11 M.O., Parl. Gesch. Boek 3, blz. 662-663, ook door het hof aangehaald.
12 MvT Inv., Parl. Gesch. Overgangsrecht (Inv. 3, 5 en 6), blz. 268, in verbinding met art. 69 ONBW.
13 Zaaksvervanging is in ieder geval problematisch tegenover derden, wanneer het vruchtgebruik niet in de akte van verkrijging is vermeld en dus niet is ingeschreven in de registers en waar het registergoederen betreft. Vgl. T.J. Mellema-Kranenburg, Vruchtgebruik algemeen, preadviezen KNB 1999, blz. 36-39.
14 Deze kwalificatie past ook het verzoek in de s.t. (onder 2.10) dat de Hoge Raad een verklaring voor recht uitspreekt; een verklaring voor recht is in feitelijke aanleg immers niet gevorderd.

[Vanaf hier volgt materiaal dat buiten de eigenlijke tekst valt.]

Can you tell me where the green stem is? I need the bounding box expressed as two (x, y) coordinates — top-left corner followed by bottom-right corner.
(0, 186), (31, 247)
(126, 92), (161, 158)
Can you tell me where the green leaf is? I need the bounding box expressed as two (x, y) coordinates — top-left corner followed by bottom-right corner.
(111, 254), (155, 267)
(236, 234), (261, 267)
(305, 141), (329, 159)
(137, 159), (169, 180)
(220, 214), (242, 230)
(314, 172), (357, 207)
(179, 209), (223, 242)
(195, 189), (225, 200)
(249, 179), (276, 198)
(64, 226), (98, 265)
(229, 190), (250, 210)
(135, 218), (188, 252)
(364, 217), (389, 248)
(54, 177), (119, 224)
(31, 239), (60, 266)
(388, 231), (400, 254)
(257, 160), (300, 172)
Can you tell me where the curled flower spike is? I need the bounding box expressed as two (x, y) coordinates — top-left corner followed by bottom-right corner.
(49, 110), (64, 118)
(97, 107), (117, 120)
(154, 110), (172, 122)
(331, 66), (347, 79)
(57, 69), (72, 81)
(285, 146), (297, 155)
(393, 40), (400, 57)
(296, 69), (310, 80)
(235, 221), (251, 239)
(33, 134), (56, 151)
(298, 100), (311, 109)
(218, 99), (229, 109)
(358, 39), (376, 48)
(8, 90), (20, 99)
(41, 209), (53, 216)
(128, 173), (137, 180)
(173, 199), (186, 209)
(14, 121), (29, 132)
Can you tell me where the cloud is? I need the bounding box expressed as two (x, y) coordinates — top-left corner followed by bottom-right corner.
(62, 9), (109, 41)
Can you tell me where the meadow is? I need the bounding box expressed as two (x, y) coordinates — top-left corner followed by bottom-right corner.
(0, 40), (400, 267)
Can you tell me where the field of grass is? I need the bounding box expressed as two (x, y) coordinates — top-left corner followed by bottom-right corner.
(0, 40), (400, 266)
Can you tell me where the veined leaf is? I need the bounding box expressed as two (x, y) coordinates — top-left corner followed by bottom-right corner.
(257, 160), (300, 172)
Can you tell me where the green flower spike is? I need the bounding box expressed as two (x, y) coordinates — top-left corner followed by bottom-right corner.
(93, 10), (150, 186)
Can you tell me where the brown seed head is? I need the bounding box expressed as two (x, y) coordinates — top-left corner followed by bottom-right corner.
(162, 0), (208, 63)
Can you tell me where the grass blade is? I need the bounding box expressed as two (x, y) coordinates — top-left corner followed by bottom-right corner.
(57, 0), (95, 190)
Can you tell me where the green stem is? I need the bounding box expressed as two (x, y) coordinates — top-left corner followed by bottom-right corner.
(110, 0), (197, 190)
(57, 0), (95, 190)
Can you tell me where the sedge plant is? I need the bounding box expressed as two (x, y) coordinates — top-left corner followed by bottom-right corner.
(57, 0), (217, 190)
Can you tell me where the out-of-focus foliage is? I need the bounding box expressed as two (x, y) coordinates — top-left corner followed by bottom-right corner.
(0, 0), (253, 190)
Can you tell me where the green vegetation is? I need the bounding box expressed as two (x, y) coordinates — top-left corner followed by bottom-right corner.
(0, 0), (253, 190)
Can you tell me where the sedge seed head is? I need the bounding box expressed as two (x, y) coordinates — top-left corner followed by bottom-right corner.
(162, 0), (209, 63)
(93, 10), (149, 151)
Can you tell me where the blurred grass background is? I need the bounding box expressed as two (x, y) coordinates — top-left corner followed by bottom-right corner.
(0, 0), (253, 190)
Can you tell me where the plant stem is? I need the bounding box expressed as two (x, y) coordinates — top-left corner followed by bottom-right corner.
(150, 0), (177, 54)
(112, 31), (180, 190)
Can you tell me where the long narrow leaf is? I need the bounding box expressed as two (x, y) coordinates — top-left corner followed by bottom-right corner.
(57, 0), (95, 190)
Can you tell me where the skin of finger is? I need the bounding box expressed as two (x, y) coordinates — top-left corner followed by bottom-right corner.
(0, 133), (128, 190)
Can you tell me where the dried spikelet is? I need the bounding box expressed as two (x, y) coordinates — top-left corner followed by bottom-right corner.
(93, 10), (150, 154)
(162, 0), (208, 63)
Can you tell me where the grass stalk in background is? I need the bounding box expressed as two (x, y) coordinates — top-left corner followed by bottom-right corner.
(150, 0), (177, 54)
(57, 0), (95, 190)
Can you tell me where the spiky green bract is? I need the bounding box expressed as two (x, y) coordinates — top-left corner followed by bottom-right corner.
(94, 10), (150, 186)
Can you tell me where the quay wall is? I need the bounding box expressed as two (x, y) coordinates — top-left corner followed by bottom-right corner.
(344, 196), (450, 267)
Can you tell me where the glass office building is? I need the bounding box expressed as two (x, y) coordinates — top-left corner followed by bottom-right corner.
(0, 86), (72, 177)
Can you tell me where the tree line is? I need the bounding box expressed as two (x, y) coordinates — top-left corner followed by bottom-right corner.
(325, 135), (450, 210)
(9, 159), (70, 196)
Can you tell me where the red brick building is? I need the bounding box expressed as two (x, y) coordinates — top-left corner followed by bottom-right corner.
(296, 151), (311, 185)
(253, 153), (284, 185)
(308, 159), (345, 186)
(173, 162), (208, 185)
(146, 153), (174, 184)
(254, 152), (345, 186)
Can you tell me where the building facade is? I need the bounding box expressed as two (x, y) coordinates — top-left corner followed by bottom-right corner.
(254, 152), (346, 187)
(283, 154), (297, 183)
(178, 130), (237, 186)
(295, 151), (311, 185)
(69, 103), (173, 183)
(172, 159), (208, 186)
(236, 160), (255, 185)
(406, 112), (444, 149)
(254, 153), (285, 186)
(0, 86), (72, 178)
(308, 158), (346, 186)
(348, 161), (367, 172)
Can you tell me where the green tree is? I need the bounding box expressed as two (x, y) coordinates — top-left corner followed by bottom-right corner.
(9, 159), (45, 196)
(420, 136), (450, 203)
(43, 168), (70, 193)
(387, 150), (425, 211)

Uit de toelichting krijg ik de indruk dat de klacht slechts is voorgesteld teneinde daarmee de beslissing uit te lokken dát het hof zich hierover niet heeft uitgesproken.
15 Hierbij kan bijv. worden gedacht aan een geldlening of aan een constructie waarbij de woning mede op naam van de vader werd gezet. Vermoedelijk heeft de vader aan zulke condities geen behoefte gehad omdat de woning als gezinswoning in gebruik werd genomen.
16 De Toelichting Meijers noemt als voorbeeld van dit laatste: de betaling van reparatiekosten: Parl. Gesch. Boek 3, blz. 663.